About two years ago I enrolled in a class at a local community college (because that’s what I do – just take classes – I have enough credits for a Ph.D. in enrolling in community college classes) where several assignments were to attend the meetings of various anonymous fellowships. Here is one such account *edited for the blog* of my time spent in a self-help meeting.
The meeting was started by the secretary of the group who then turned the meeting over to the leader, Bill (whom the secretary incorrectly identified as Jim – everyone chuckled). Bill read the Preamble of Alcoholics Anonymous in his very small, quiet voice. The Preamble describes the fellowship of A.A. as a whole and its purpose.
Then a man named Louis (who had raised his hand when asked if there was anyone in the room who had less than thirty days of sobriety) read the section from chapter three, More About Alcoholism. Technically, this was still the “beginning” of the meeting, meaning it was pre-break and pre-sharing personal stories.

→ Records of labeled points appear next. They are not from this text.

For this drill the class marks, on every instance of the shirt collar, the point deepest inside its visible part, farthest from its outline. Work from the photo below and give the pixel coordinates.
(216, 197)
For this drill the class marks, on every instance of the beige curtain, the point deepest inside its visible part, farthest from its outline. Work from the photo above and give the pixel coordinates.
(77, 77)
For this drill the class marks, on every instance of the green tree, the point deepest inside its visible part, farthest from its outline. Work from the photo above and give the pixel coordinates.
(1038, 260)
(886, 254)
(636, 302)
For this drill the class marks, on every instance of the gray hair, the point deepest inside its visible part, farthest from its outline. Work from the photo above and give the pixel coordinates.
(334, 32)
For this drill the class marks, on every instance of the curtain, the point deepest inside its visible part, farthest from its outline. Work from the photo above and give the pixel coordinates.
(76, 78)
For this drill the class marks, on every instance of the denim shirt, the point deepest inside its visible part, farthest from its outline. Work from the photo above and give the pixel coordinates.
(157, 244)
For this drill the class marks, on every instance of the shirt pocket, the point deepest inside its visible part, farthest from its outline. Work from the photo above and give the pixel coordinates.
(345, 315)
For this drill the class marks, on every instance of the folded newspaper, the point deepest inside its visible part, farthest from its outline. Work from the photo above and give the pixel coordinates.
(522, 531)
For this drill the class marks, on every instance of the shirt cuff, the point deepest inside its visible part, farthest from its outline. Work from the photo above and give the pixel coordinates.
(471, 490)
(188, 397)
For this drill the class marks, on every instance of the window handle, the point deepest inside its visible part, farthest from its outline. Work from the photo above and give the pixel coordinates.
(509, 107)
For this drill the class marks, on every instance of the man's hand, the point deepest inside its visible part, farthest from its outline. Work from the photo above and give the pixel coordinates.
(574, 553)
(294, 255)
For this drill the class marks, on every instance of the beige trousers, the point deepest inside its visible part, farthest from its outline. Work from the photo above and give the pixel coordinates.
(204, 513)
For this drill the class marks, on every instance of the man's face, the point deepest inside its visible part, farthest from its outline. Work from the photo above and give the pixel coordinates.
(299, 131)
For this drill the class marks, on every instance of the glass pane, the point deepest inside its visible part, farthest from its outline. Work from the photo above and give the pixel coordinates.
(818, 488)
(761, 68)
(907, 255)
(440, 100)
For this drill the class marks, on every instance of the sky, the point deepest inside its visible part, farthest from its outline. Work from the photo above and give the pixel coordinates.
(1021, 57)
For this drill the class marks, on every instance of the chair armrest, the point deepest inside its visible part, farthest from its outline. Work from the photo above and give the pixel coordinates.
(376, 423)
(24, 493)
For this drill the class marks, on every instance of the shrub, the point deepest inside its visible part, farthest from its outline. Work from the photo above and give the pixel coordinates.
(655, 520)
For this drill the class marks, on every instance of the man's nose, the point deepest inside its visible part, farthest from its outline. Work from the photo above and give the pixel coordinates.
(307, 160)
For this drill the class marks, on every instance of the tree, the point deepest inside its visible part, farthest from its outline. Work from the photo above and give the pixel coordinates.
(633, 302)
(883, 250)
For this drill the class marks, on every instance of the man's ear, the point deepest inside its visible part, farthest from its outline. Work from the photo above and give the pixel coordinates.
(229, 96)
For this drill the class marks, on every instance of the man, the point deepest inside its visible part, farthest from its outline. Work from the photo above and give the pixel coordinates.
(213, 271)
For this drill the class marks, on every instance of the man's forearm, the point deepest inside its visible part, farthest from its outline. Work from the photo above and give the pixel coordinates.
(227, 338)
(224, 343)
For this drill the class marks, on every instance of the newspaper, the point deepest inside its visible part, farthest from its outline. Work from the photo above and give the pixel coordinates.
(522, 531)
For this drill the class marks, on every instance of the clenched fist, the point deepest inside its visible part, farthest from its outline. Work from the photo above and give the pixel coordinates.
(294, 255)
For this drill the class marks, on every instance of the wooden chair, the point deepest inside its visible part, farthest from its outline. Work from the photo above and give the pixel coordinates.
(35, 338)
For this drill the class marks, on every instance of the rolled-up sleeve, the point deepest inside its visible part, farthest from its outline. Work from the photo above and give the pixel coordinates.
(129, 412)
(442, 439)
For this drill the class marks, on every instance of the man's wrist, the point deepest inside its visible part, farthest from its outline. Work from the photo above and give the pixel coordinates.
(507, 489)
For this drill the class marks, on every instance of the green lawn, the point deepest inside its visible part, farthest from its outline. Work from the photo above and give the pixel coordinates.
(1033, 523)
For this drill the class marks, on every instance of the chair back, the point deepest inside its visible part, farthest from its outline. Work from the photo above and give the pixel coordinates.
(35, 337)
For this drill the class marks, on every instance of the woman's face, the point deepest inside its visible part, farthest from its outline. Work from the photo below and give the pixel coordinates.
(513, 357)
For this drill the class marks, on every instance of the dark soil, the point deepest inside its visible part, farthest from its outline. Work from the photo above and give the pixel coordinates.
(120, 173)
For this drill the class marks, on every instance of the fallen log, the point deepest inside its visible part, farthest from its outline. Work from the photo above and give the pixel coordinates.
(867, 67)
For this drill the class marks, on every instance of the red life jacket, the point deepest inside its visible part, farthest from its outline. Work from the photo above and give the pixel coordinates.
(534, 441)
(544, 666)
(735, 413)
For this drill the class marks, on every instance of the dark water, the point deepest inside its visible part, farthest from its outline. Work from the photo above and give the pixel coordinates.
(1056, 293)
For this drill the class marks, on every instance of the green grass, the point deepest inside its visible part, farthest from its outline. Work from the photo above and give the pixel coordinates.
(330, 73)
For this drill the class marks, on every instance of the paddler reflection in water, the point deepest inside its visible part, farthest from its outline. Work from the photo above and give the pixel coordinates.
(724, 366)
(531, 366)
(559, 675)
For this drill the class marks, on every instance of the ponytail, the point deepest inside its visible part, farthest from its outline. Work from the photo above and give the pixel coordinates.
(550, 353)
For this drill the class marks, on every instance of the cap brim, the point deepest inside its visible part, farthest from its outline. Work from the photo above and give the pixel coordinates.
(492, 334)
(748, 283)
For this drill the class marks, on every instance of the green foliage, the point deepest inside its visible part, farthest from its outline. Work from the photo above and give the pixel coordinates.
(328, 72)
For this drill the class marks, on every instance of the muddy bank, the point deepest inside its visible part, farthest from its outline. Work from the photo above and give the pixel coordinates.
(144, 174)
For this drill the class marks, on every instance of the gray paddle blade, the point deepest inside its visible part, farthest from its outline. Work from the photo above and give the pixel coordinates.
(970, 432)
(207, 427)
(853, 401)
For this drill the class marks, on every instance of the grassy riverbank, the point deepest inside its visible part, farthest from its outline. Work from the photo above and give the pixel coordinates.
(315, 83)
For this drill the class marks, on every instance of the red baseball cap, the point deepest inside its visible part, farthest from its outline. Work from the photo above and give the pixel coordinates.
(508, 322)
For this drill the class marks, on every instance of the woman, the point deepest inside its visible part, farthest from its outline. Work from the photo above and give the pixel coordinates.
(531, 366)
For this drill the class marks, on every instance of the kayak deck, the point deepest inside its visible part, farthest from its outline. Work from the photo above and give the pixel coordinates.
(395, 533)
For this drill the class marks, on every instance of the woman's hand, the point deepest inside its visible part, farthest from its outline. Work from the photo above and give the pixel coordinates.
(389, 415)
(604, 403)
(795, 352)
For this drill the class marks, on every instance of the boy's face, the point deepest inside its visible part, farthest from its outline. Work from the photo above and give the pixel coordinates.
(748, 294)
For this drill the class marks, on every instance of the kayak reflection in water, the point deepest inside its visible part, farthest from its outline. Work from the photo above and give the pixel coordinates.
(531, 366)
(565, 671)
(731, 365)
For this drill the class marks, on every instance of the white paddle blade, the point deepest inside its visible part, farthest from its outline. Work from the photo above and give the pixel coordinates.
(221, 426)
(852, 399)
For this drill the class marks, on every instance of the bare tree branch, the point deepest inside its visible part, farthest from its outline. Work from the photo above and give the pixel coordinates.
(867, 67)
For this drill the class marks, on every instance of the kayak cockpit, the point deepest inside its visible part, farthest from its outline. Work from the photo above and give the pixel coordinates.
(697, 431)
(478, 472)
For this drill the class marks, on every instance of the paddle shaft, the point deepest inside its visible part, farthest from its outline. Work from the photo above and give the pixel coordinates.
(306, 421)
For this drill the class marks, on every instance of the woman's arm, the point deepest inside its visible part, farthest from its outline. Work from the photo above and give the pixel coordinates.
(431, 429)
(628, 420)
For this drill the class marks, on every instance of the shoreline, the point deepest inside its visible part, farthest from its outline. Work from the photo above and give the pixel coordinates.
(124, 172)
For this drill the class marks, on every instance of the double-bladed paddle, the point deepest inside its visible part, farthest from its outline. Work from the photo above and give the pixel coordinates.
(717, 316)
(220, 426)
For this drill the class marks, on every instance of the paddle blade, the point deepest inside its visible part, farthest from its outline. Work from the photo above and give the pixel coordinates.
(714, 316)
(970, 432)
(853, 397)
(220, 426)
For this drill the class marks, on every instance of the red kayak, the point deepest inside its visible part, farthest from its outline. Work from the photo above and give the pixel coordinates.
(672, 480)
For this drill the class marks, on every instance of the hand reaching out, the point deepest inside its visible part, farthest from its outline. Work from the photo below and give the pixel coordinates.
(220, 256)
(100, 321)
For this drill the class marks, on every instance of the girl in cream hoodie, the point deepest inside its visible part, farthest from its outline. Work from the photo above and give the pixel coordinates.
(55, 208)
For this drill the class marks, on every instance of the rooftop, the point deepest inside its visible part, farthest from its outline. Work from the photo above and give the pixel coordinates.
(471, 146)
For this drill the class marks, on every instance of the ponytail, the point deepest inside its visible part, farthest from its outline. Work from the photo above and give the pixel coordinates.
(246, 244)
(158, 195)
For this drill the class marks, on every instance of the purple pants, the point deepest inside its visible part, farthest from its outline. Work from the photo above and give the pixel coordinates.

I took this time to take a head count. There were fifteen people in the meeting, myself included. How It Works and the Twelve Steps and Twelve Traditions were read by three other individuals.
The entire meeting was only one hour, but lots of ground was covered. Bill spoke for the greatest length of time and chose the topic for the discussion, which was the Tenth Step. After he chose the topic, the Seventh Tradition was observed. No one really spoke about the Tenth Step though, everyone just shared what was on their mind. If you need to know what these Steps and Traditions are, then maybe you shouldn’t be reading this and need to find a meeting.
Bill has been sober since 1969. His first meeting was with the very same Group, in the very same building we fifteen people were huddled in. His then-wife and then-mother-in-law forced him to meetings. He drank because he didn’t “feel different” when he drank. He also drank after meetings and found other members to go drink with for the first six years. That information was relatable. When he finally got sober it was a matter of life and death. He had cirrhosis of the liver, weighed only one hundred pounds, and drank day and night. He credits the spirituality of the program for eventually saving him.
Then a man sitting next to me took a break from spooning his KFC Bowl to speak. He’s sober for seven years and thanked Bill for speaking. He last saw Bill speak four years ago and said that he always remembered what Bill said. He felt that the Tenth Step is overlooked and that he keeps it in his heart all day, every day. He tries to live it without resentments, but it’s tough. Okay, you got me. The Tenth Step is, “We continued to take personal inventory and when we were wrong promptly admitted it.” The man eating the KFC Bowl left the meeting immediately after speaking. I too, would need to leave shortly after eating a KFC Bowl.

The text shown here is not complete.